Progressives who favor weak immigration laws are politically vulnerable on both issues because the drugs are transported across open borders by Mexican drug cartels and because violent crime often goes unpunished, quite deliberately, thanks to lax laws and permissive district attorneys.

Take shoplifting. In progressive city after progressive city, shoplifters aren’t prosecuted if they steal less than $750 or $1,000. What do city leaders think will happen? Here’s a wild guess: a lot more theft, higher prices for food and other necessities in high-crime communities and lots of store closures. Most people in those communities are law-abiding, and they suffer the the consequences. They are threatened by violent gangs and street-corner drug markets. Yet progressive leaders somehow believe it promotes “social justice” to release repeat violent offenders into those communities almost immediately, often without bail.

One reason is that progressives believe, correctly, that jails and prisons are not “correctional institutions,” as they were once called. Very few people are “corrected” behind bars. They are simply kept off the streets to prevent them from shooting, killing, stealing, raping, trafficking young girls and selling drugs.

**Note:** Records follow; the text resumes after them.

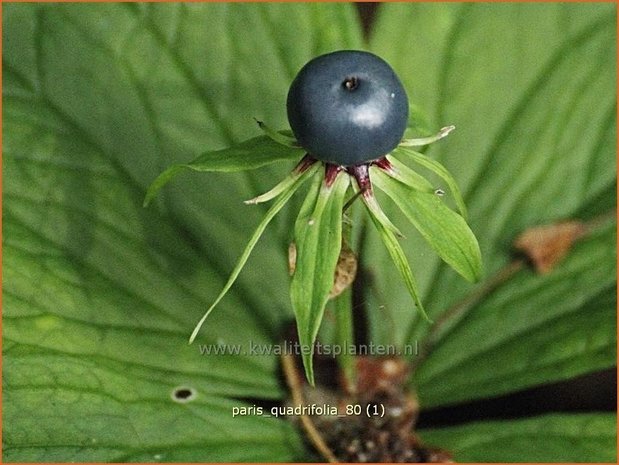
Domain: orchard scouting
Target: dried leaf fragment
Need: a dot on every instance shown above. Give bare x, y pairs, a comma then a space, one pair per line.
546, 245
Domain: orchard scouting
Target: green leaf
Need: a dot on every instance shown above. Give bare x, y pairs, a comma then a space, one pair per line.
282, 199
536, 144
526, 331
444, 229
251, 154
440, 171
587, 437
100, 294
318, 239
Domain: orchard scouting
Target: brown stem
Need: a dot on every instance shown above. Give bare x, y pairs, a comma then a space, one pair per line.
296, 389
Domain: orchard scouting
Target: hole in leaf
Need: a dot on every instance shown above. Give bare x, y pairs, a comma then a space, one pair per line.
183, 394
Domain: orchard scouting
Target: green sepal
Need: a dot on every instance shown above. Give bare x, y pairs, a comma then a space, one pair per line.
388, 236
318, 239
444, 229
275, 208
438, 169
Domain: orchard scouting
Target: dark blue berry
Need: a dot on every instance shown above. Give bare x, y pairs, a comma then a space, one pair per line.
347, 108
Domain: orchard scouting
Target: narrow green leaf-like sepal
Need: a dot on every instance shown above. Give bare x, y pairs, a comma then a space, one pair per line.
318, 238
247, 155
404, 174
445, 230
397, 255
440, 171
275, 208
281, 137
421, 141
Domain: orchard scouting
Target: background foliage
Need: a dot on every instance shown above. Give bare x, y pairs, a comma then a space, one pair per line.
100, 294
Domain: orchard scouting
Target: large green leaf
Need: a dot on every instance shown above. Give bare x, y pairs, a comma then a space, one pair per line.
548, 438
445, 230
99, 294
535, 144
527, 332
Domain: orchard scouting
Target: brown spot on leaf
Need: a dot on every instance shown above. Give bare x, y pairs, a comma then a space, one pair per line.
345, 270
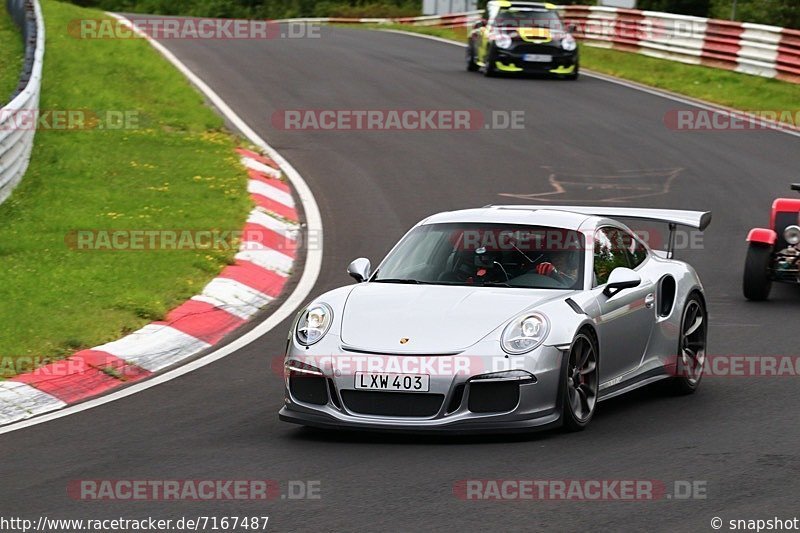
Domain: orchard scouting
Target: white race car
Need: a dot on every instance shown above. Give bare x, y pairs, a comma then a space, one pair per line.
496, 319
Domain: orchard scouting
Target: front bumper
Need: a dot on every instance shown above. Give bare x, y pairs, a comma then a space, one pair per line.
455, 403
562, 63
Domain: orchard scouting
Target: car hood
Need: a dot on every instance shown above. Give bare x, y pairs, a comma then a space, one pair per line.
436, 319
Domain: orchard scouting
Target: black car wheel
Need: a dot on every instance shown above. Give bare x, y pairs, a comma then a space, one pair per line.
692, 347
757, 283
580, 383
575, 73
471, 65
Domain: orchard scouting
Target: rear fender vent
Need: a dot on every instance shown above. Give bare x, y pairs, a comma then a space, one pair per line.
666, 295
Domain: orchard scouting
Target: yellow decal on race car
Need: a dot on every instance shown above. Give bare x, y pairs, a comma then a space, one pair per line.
535, 35
563, 70
506, 68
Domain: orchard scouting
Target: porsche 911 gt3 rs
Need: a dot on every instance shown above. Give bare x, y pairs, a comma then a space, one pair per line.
501, 318
522, 37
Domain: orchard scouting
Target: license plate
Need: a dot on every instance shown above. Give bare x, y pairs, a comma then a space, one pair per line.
537, 58
393, 382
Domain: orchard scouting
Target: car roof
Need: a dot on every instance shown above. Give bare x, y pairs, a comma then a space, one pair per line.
540, 5
522, 215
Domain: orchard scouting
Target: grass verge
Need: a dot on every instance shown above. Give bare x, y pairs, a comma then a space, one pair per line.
12, 52
172, 166
732, 89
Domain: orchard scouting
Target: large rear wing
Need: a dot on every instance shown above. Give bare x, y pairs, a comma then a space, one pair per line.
693, 219
673, 217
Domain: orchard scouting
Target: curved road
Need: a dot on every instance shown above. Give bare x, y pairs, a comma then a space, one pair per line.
739, 436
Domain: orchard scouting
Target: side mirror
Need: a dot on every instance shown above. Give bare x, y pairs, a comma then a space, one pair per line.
359, 269
620, 279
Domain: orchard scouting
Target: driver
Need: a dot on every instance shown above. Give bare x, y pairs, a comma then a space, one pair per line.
486, 266
562, 267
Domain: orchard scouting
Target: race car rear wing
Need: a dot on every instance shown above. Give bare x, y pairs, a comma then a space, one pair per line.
673, 217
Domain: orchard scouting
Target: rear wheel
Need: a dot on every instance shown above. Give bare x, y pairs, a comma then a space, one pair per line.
581, 382
692, 347
471, 65
757, 283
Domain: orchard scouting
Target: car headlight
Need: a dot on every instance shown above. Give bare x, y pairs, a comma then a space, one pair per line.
525, 333
313, 324
503, 40
792, 235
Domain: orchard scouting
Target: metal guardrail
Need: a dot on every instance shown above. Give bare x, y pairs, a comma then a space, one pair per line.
756, 49
18, 118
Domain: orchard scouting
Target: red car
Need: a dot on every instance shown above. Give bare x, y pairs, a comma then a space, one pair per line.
774, 254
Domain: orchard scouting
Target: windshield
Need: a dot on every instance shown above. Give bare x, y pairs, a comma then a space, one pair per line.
487, 255
528, 18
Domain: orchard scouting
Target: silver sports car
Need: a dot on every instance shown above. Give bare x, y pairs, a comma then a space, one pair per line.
500, 319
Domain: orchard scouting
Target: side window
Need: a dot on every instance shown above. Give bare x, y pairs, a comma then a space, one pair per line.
609, 253
636, 251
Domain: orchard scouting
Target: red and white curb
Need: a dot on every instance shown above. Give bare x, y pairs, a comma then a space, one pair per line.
258, 276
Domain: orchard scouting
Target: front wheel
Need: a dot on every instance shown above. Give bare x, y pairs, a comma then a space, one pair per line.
757, 283
581, 383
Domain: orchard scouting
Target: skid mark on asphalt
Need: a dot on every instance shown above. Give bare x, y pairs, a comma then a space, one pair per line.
624, 186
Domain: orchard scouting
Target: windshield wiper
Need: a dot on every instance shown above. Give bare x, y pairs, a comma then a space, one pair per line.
495, 284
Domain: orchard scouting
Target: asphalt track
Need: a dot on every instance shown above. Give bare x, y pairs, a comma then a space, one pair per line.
739, 435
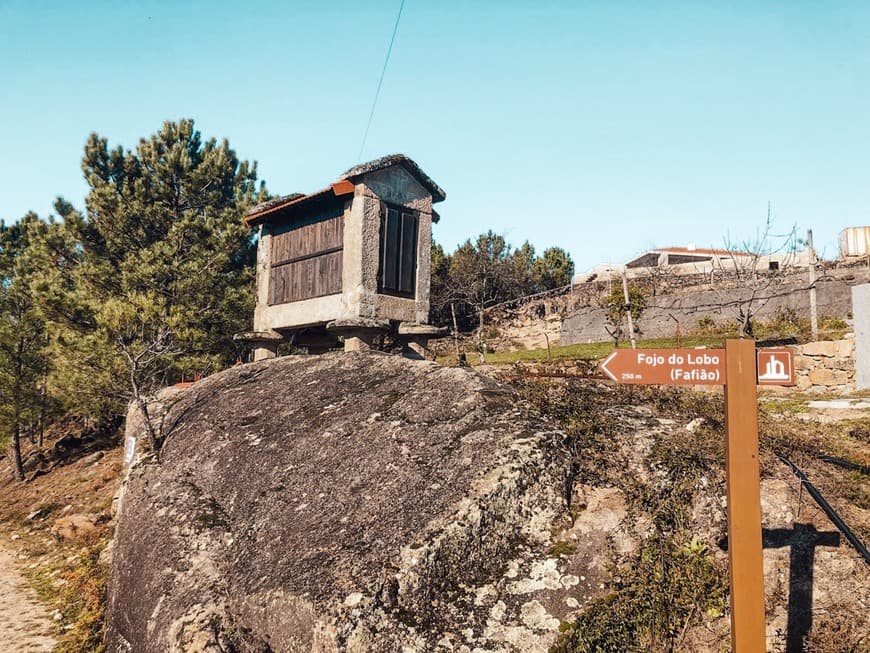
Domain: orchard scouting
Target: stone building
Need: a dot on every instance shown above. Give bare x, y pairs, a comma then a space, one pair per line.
347, 263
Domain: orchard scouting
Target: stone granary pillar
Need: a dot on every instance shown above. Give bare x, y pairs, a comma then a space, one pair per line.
265, 343
415, 339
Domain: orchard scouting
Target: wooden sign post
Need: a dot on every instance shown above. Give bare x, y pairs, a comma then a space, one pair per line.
744, 498
739, 367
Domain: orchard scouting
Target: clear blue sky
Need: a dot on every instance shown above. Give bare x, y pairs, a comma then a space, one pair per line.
602, 127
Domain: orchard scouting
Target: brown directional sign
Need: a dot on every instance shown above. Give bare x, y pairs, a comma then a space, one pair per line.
775, 366
666, 366
739, 367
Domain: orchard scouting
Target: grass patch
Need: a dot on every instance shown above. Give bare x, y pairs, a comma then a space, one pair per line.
673, 581
590, 351
781, 405
76, 587
658, 595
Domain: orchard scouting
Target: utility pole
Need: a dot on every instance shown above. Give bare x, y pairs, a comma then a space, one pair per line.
814, 316
628, 310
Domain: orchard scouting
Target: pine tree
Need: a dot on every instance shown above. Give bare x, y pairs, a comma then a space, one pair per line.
22, 340
157, 274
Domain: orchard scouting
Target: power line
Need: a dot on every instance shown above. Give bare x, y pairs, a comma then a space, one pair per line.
381, 80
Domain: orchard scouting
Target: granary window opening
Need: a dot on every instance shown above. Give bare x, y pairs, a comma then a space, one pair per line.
397, 273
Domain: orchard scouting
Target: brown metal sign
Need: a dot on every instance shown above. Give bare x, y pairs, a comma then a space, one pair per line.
666, 366
739, 367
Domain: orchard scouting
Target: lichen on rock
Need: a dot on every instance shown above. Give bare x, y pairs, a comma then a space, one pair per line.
346, 502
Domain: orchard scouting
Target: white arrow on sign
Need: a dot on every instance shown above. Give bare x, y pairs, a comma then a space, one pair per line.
604, 363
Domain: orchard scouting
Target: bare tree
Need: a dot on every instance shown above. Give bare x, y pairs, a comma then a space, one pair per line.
759, 266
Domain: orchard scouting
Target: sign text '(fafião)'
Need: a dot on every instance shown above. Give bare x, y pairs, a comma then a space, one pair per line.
666, 366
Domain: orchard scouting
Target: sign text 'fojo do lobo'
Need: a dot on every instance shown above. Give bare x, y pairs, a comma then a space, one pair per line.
739, 367
692, 366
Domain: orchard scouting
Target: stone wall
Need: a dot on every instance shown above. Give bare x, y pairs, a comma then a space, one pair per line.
575, 315
861, 310
826, 366
682, 308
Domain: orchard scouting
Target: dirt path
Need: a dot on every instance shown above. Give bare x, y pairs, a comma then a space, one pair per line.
25, 624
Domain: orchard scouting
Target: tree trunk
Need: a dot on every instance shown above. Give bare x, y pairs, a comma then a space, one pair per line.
15, 455
142, 405
480, 346
455, 329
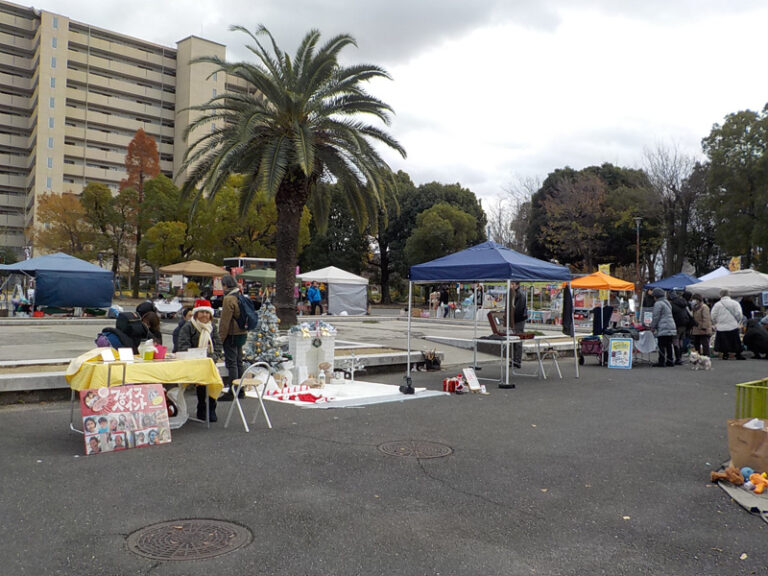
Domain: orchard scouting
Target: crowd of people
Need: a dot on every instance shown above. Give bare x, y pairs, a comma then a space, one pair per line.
683, 322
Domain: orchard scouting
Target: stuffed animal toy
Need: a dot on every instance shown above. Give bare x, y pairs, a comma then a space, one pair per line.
731, 474
760, 482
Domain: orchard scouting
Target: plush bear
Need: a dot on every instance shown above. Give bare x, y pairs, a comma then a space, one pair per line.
731, 474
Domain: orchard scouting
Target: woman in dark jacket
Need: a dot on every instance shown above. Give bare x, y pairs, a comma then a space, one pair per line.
756, 338
201, 332
663, 326
702, 331
152, 321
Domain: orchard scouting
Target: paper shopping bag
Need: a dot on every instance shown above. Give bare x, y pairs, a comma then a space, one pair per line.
747, 446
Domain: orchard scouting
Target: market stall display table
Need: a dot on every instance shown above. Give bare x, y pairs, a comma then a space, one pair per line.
542, 346
94, 373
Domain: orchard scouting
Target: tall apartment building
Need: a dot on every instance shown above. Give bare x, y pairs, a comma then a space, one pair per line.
71, 99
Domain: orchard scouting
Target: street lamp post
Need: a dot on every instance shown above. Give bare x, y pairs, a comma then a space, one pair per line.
638, 219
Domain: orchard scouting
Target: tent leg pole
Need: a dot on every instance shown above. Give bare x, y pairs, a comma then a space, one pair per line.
474, 335
573, 332
407, 388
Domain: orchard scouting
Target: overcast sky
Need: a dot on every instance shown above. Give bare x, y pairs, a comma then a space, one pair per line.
488, 92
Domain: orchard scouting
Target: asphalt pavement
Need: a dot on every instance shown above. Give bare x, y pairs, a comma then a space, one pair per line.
605, 474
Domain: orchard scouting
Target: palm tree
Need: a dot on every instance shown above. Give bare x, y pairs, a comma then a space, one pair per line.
299, 122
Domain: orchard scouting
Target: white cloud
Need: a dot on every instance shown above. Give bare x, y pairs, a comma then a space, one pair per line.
488, 90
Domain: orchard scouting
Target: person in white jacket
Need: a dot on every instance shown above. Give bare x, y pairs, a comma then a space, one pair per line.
726, 319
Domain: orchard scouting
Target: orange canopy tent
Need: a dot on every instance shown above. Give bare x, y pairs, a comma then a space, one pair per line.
194, 268
601, 281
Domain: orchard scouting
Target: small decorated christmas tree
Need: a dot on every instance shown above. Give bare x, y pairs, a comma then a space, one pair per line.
261, 343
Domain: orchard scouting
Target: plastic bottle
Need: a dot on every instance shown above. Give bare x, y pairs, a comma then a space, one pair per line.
147, 350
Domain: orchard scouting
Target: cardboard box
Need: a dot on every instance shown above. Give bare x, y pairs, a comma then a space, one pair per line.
747, 446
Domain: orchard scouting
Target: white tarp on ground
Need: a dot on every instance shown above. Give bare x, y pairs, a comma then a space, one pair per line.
741, 283
347, 292
352, 394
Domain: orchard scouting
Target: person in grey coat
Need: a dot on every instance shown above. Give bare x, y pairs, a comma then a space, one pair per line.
663, 326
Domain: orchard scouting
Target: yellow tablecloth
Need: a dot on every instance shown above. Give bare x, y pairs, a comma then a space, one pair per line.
93, 374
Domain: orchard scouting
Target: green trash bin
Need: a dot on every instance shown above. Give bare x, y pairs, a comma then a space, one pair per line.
752, 399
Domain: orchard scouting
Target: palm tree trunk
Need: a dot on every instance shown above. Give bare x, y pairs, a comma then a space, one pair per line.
290, 201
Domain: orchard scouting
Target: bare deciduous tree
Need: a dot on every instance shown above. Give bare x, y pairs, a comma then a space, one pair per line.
508, 216
668, 171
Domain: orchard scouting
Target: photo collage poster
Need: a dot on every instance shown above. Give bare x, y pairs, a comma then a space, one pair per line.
123, 417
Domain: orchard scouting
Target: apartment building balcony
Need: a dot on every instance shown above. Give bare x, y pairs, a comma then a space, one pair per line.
94, 62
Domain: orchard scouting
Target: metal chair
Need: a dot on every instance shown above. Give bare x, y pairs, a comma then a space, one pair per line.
255, 376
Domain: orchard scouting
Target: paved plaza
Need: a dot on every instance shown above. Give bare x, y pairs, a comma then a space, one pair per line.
605, 474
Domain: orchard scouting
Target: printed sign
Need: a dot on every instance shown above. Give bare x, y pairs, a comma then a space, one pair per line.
471, 378
620, 353
124, 417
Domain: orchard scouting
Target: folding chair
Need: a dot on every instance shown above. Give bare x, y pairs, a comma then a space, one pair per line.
255, 376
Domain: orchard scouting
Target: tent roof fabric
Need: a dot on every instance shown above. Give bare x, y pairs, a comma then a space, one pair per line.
58, 262
741, 283
601, 281
487, 262
194, 268
716, 273
263, 275
332, 275
676, 282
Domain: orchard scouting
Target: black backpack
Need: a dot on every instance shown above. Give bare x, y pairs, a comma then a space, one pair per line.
248, 319
130, 324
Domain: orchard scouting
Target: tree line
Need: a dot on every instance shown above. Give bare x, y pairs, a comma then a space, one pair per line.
694, 214
287, 167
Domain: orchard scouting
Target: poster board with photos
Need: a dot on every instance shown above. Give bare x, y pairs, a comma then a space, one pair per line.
123, 417
620, 353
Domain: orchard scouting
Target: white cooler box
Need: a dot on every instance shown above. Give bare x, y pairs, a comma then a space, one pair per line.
307, 356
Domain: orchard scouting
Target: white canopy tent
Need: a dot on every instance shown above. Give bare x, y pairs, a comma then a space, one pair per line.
741, 283
347, 292
716, 273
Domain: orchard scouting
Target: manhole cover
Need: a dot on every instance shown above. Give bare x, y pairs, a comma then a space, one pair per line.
193, 539
415, 449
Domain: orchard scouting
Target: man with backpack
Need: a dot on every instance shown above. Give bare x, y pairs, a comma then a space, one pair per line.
232, 335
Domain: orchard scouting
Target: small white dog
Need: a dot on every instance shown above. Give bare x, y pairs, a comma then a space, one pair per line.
699, 362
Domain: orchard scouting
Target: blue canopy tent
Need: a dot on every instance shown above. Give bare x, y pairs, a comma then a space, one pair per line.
675, 282
486, 262
63, 280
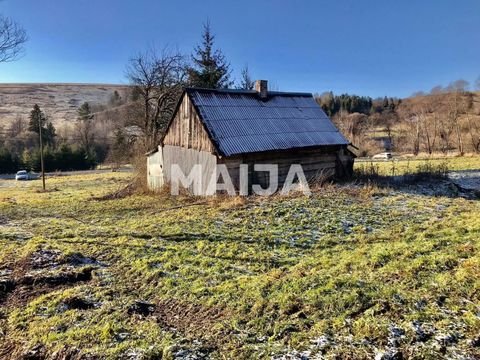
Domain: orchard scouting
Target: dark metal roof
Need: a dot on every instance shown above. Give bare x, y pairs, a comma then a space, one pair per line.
241, 122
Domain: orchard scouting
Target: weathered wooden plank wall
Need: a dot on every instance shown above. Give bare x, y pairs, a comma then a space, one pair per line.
186, 129
186, 160
155, 175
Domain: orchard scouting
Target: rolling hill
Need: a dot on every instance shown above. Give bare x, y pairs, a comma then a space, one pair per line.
59, 101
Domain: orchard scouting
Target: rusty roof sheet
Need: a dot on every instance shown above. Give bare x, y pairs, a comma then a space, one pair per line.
241, 122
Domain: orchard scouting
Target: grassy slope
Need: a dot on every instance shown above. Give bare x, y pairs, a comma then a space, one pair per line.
345, 264
400, 166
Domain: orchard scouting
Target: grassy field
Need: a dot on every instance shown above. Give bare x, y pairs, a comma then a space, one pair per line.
401, 166
351, 272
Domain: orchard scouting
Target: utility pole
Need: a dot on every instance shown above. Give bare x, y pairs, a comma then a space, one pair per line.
41, 152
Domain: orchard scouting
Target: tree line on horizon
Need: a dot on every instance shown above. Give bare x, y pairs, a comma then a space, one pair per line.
158, 79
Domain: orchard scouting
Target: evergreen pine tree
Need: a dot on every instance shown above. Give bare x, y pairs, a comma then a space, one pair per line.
210, 68
37, 119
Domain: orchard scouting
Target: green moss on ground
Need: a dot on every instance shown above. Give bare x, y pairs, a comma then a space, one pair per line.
350, 271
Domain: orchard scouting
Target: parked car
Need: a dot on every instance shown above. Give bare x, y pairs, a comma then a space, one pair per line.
384, 156
22, 175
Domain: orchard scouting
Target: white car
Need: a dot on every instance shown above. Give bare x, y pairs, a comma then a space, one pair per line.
384, 156
22, 175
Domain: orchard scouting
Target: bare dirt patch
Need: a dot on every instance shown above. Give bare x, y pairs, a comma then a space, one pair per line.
40, 273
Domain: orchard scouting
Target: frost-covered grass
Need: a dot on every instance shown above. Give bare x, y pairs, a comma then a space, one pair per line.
350, 271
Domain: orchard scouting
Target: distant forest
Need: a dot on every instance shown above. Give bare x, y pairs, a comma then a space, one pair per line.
444, 121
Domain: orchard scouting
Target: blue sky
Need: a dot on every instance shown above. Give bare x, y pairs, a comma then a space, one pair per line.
368, 47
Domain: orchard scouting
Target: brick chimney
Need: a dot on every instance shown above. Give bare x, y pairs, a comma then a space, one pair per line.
261, 86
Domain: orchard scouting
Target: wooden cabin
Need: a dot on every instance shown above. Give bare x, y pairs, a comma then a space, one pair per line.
234, 127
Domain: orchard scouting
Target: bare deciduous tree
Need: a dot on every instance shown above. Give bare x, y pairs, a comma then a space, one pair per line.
158, 81
12, 38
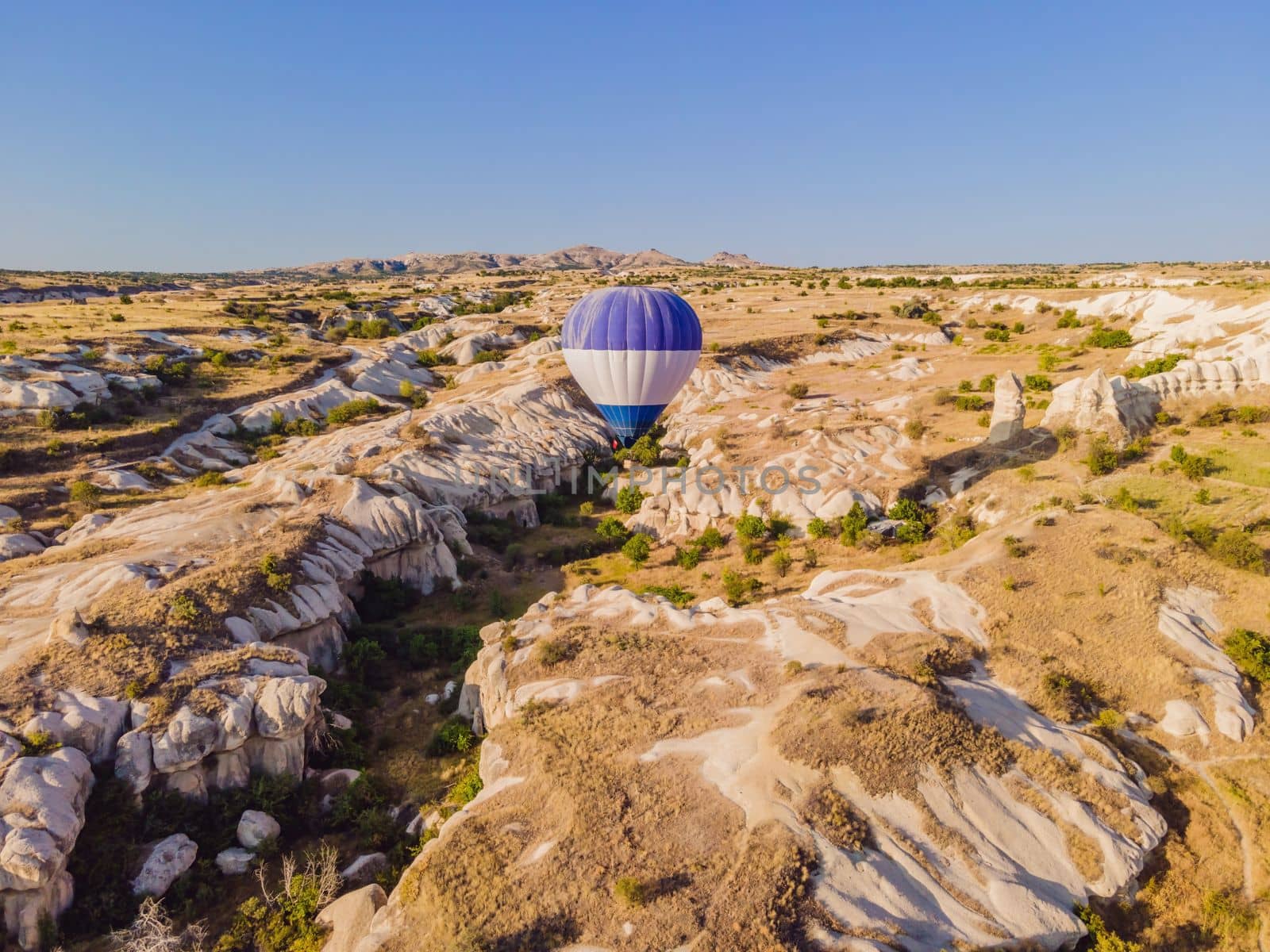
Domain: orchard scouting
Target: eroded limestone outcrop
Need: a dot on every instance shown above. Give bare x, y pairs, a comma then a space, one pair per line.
935, 812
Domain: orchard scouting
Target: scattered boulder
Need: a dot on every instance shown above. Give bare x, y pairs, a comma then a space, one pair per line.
365, 869
69, 628
256, 828
165, 861
234, 861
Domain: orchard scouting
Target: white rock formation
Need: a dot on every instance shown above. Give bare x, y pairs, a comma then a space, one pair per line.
256, 828
164, 862
349, 917
1007, 409
365, 869
1099, 404
234, 861
1187, 617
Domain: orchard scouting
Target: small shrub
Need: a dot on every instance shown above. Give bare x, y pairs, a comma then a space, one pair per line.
630, 499
630, 892
455, 736
751, 527
1238, 550
1106, 338
468, 786
1103, 457
679, 596
86, 493
38, 744
183, 608
738, 588
638, 549
689, 558
914, 429
611, 528
781, 562
1250, 651
855, 524
1102, 939
709, 539
352, 410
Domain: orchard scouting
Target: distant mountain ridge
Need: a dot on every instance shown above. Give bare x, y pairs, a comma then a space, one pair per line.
577, 258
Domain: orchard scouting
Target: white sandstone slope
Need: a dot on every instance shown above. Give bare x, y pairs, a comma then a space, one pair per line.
994, 846
1187, 617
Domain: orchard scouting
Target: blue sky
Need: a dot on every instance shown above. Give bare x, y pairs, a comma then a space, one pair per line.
162, 136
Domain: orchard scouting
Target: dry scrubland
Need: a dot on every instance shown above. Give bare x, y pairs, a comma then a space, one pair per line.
603, 822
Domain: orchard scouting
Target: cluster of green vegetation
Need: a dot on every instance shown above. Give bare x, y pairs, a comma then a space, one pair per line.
645, 451
1159, 365
1108, 338
1250, 651
1222, 414
352, 410
431, 359
918, 520
501, 301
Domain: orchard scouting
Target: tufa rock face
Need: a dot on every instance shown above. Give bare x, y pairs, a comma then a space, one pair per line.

The second reason is that progressives think arresting criminals and preventing illegal migration imposes hardships on the poor and powerless. On balance, though, it lessens those hardships. Rampant lawlessness imposes a heavy burden on all innocent citizens, and that burden falls disproportionately on poor communities.

The costs are mounting, and the public feels it. Take migrant encampments in cities across the country. When they are downtown, customers avoid shopping on streets filled with panhandling, crime, drug needles and open defecation and urination. Stores close and offices move to safer locations. When the encampments are in local neighborhoods, parents worry about the danger to their children. The police, long criticized by elected leaders and constrained in dealing with these problems, are leaving the force in frustration.

Nor is it costless to provide welfare services for migrant families and schooling for their children. To cover those expenses, cities are forced to raise taxes and cut other vital services, including police. The result is a spreading fiscal crisis.

It’s not surprising, then, that law-abiding citizens are mad as hell. They have been telling pollsters that for months. For the first time ever, polls show the voters’ top issue is not the economy; it is illegal immigration.

That issue spells trouble for Democrats since voters attribute the problems mainly to the party’s failed policies. Some of the strongest pushback is coming from the Democrats’ most loyal voting bloc, African Americans. They are incensed by the diversion of public resources and additional competition for jobs.

To escape that blame, Biden and the Democrats hope to shift it to Donald Trump and the Republicans for sinking the compromise immigration bill. Republicans respond that Biden created the problem, always had the authority to correct it and did more harm than good with the new bill.

How voters assess that vitriolic debate will go a long way to deciding who will become the next president.